A Columnist As Agitator

“If Democrats Had Any Brains, They’d be Republicans.”  That’s the title of columnist Ann Coulter’s sixth and latest book.  It was published by Random House, the largest commercial publisher in the English language.

Coulter starts out by telling us that “Uttering lines that send liberals into paroxysms of rage, otherwise known as ‘citing facts,’ is the spice of life. When I see the hot spittle flying from their mouths and the veins bulging and pulsing above their eyes, well, that’s when I feel truly alive.”  Anybody who wants to spend $24.95 on the 432 pages of the book’s hard-cover edition only needs to consider a few quotes from it to understand Coulter’s type of “journalism”.

“I’m a middle-of-the-road moderate and the rest of you are crazy,” she said about her politics, and about environmental policies: “God said, ‘Earth is yours. Take it. Rape it. It’s yours.’” Talking about abortion, she claimed that “For liberals, a human life begins at the precise moment the person starts filling out his first application for a government job.”

On global warming, she observed: “The temperature of the planet has increased about one degree Fahrenheit in the last century. So imagine a summer afternoon when it’s 63 degrees and the next thing you know it’s . . . 64 degrees. Ahhhh!!!! Run for your lives, everybody! Women and children first!”

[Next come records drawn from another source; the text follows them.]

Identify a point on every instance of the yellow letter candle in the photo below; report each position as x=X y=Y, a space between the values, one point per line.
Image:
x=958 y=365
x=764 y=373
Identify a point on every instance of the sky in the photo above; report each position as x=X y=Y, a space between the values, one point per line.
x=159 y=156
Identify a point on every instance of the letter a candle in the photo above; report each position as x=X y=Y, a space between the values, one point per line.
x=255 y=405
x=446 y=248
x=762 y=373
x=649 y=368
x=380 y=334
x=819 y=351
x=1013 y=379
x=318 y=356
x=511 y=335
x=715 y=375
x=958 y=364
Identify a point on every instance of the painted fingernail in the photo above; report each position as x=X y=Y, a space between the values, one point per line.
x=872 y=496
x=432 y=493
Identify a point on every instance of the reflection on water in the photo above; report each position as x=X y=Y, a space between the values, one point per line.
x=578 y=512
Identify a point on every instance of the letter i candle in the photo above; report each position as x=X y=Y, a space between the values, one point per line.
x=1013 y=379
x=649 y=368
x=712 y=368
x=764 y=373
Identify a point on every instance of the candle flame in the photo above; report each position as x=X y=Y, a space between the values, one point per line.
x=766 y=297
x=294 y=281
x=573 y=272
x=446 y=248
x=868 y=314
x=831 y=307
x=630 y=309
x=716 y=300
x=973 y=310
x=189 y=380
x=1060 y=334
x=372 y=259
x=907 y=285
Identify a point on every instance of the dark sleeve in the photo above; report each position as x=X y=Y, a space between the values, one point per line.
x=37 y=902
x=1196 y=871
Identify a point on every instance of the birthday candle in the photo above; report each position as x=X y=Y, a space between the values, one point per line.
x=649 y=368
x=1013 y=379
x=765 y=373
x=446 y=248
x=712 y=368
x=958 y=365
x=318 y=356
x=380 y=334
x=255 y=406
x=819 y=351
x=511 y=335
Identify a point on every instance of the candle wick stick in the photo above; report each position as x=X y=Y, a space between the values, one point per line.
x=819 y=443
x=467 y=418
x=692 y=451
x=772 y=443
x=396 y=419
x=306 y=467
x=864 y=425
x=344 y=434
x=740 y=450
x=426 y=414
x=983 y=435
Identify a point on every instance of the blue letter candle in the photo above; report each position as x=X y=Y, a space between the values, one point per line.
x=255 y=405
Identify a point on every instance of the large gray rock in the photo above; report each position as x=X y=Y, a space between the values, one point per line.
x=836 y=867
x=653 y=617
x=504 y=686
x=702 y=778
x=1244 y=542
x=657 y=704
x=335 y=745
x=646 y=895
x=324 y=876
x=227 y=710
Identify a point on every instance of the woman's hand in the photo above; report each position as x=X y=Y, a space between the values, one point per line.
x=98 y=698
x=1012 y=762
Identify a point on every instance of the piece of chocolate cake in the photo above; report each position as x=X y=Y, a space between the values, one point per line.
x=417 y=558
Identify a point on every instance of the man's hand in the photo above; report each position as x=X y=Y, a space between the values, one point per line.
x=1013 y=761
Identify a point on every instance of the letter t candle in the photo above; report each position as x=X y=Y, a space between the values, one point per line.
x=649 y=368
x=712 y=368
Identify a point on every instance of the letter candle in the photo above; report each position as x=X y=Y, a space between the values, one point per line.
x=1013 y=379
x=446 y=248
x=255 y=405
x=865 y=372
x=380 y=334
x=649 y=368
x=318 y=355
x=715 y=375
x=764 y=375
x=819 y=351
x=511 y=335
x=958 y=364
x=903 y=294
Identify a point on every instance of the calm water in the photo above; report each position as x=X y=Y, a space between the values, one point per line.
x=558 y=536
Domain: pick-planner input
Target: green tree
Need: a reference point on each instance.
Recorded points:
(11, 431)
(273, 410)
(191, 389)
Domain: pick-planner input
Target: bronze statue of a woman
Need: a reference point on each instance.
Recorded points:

Coulter ridicules virtually all Democrats: “Here is a foolproof method for keeping America safe.  Always do the exact 180-degree opposite of whatever Jimmy Carter says.”  “Bill Clinton’s library is the first one to ever feature an Adults Only section.”  “Hillary wants to be the first woman president, which would also make her the first woman in a Clinton administration to sit behind the desk in the Oval Office instead of under it.”

In the late 1990s, Coulter’s weekly column was syndicated by Universal Press Syndicate asserting that "Ann's client newspapers stick with her because she has a loyal fan base of conservative readers who look forward to reading her columns in their local newspapers.”

Numerous dailies used to subscribe to her columns because they seemed to titillate readers. Sooner or later, however, the Coulter column was dropped when the publishers faced firestorms of criticism and outrage, among them neighboring Springfield’s State Journal Register.  Even archconservatives lost patience with a columnist who claimed that women are mentally inferior, too “vicious” to be in the army, and should be stripped of their right to vote.

Yet, being outrageous has clearly produced more publicity and profits for Ann Coulter than it usually would for columnists conscientiously researching and carefully wording their essays.  Every one of her previous five books made the New York Times bestseller list: High Crimes and Misdemeanors: The Case Against Bill Clinton, Slander: Liberal Lies About the American Right, Treason: Liberal Treachery from the Cold War to the War on Terrorism, How to Talk to a Liberal (If You Must): The World According to Ann Coulter, and Godless: The Church of Liberalism.

Thousands of Americans not only bought her books while Larry King and David Letterman invited her to their shows. The media need readers and listeners to make money.

Coulter first appeared on national television in 1996 on MSNBC.  But the network dismissed her first, after she insulted the late Pamela Harriman, the U.S. Ambassador to France, and eight months later, after she insulted a disabled Vietnam veteran.  Nevertheless, her notoriety brought her more invitations to television and radio shows, among them CNN’s Crossfire and American Morning, NBC’s Today Show, Fox’s Hannity and Colmes and The O’Reilly Factor, and Rush Limbaugh’s over 600 radio stations.

Freedom of speech allowed Coulter to tell The New York Observer it was her only regret with Oklahoma City bomber Timothy McVeigh “that he did not go to the New York Times building."  Yet, freedom of the press also allows the media to shut Ann Coulter out--for the sake of journalistic truth and civility.